TELE STAR : Que pourriez-vous sacrifier à votre famille ? Pas votre métier, quand même ?
JOHNNY HALLYDAY : S'il fallait choisir, le choix est fait. Même si j'adore mon métier, ma famille passe avant.
TELE STAR : Et votre passion pour les voyages ?
JOHNNY HALLYDAY : Mais on voyage à trois. Jade adore l'avion, le bateau, la voiture... Et quand elle aura 3 ou 4 ans, je lui ferai faire sa première balade à moto. Dans le jardin, je précise... Il n'y a qu'une chose qui m'inquiète : quand on est sur notre bateau, un 32 mètres, elle trouve beaucoup plus beaux ceux de 50 mètres.

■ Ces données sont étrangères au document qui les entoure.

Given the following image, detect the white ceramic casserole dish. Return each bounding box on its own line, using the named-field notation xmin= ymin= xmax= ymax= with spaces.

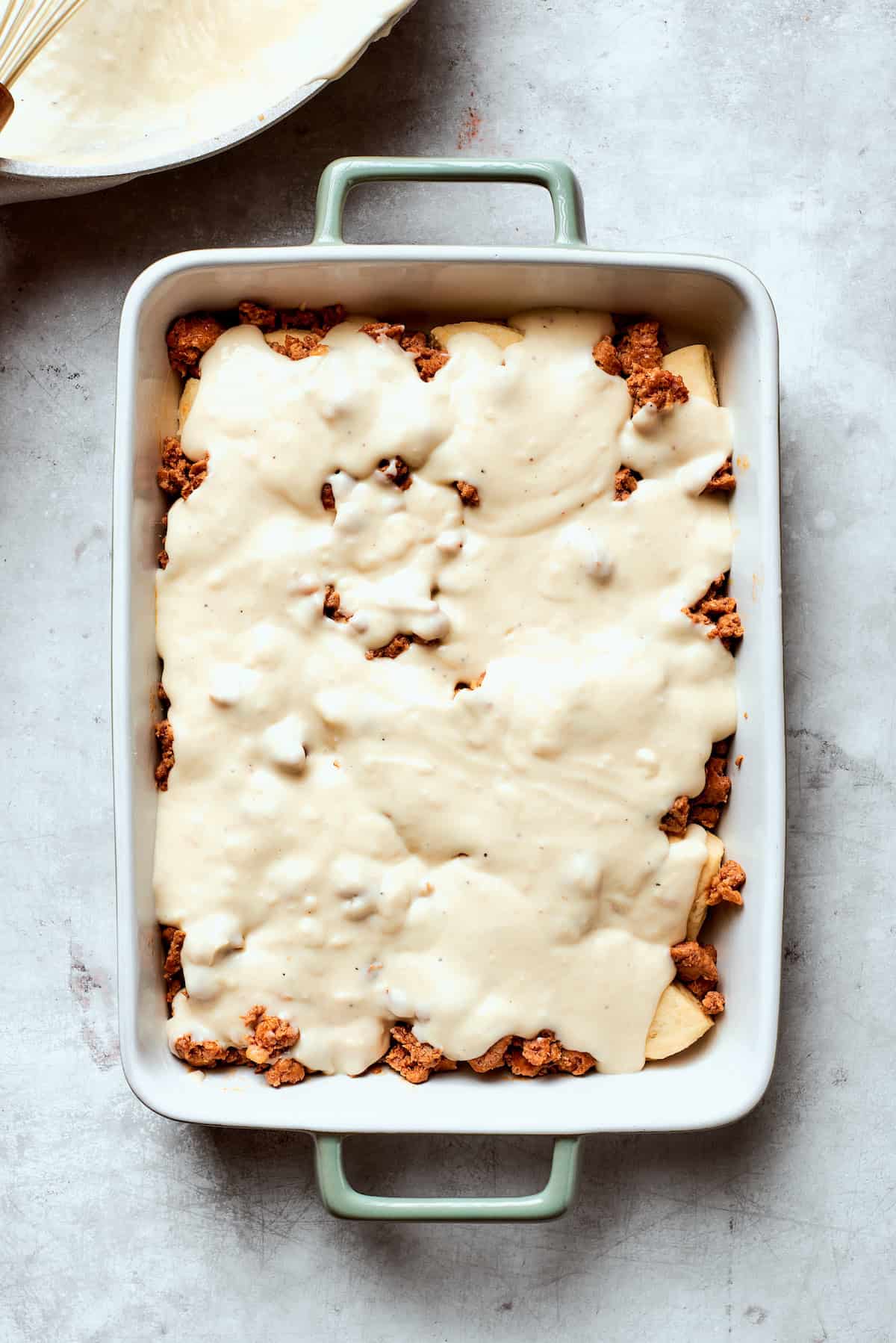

Ma fille a des goûts de luxe et je n'ai pas les moyens.
TELE STAR : Avec votre tempérament de cigale, elle a de qui tenir, non ?
JOHNNY HALLYDAY : A part pour vivre bien, l'argent n'a pas d'importance.
TELE STAR : C'est vrai que vous avez une toile de Francis Bacon, et que vous ne savez pas où vous l'avez rangée ?
JOHNNY HALLYDAY : (Amusé.) Vrai. J'ai dû la perdre dans un déménagement. Ou bien on me l'a fauchée. J'ai déménagé 17 fois dans ma vie, alors...
TELE STAR : Avez-vous le temps de réunir tout le clan Smet, à Marne-la-Coquette ?
JOHNNY HALLYDAY : Oui. Même si c'est plus difficile d'avoir David, qui vit en Suisse. Laura en revanche est souvent là. Un peu intimidée d'avoir une soeur si petite ! Je suis content de voir Laeticia et Laura si copines. Ce n'était pas gagné d'avance.
TELE STAR : Ce nouveau profil de père tranquille, est-ce très rock'n'roll ?
JOHNNY HALLYDAY : Mais le rock, ça ne veut pas dire qu'il faut se détruire ! Je suis un homme normal.
TELE STAR : Est-ce bon pour votre image de rebelle ?
JOHNNY HALLYDAY : (Un éclair dans le regard.) Je m'en fous. Je suis comme je suis. Je vis comme je vis.
TELE STAR : Vos fans ont frémi en vous voyant mourir dans Commissaire Moulin. Difficile ?
JOHNNY HALLYDAY : J'adore ça, mourir dans les films. Et encore, on voulait que ce soit plus hard. Une mort avec du sang qui gicle sur les murs. (Il rit.) Seulement, comme on tournait dans une vraie bijouterie chic (Mauboussin, ndlr), qui ouvrait ses portes le lendemain matin, on n'a pas eu le droit de salir...
TELE STAR : Dans la vraie vie, avez-vous déjà songé à votre épitaphe ?
JOHNNY HALLYDAY : (Geste large.) Ce sera très sobre : "Jean-Philippe Smet, plus connu sous le nom de Johnny Hallyday." Et surtout, pitié, pas de statue comme pour Claude François. J'aimerais bien être enterré face à la mer, à Ramatuelle, une ville où j'ai vécu. Gérard Philipe ne serait pas loin. On pourrait jouer aux cartes...
TELE STAR : Alors, fini les nuits blanches, les virées pour fuir la peur de la mort et de la solitude ?
JOHNNY HALLYDAY : Fini. Maintenant, je me lève tôt pour voir ma fille se réveiller. Et puis les boîtes m'ennuient : je déteste la techno, on ne peut pas se parler, et je ne drague plus parce que je suis marié... et que je n'en ai pas envie. Me bourrer la gueule ? Non, merci : je fais du sport tous les jours. Tout ça, c'est plus pour moi.
TELE STAR : Johnny est devenu bien sage...
JOHNNY HALLYDAY : Non, je veux juste être encore là dans vingt ans. Je ne veux pas que ma fille ait un papa mort, gâteux ou impotent. A 80 ans, je veux encore être au top avec elle.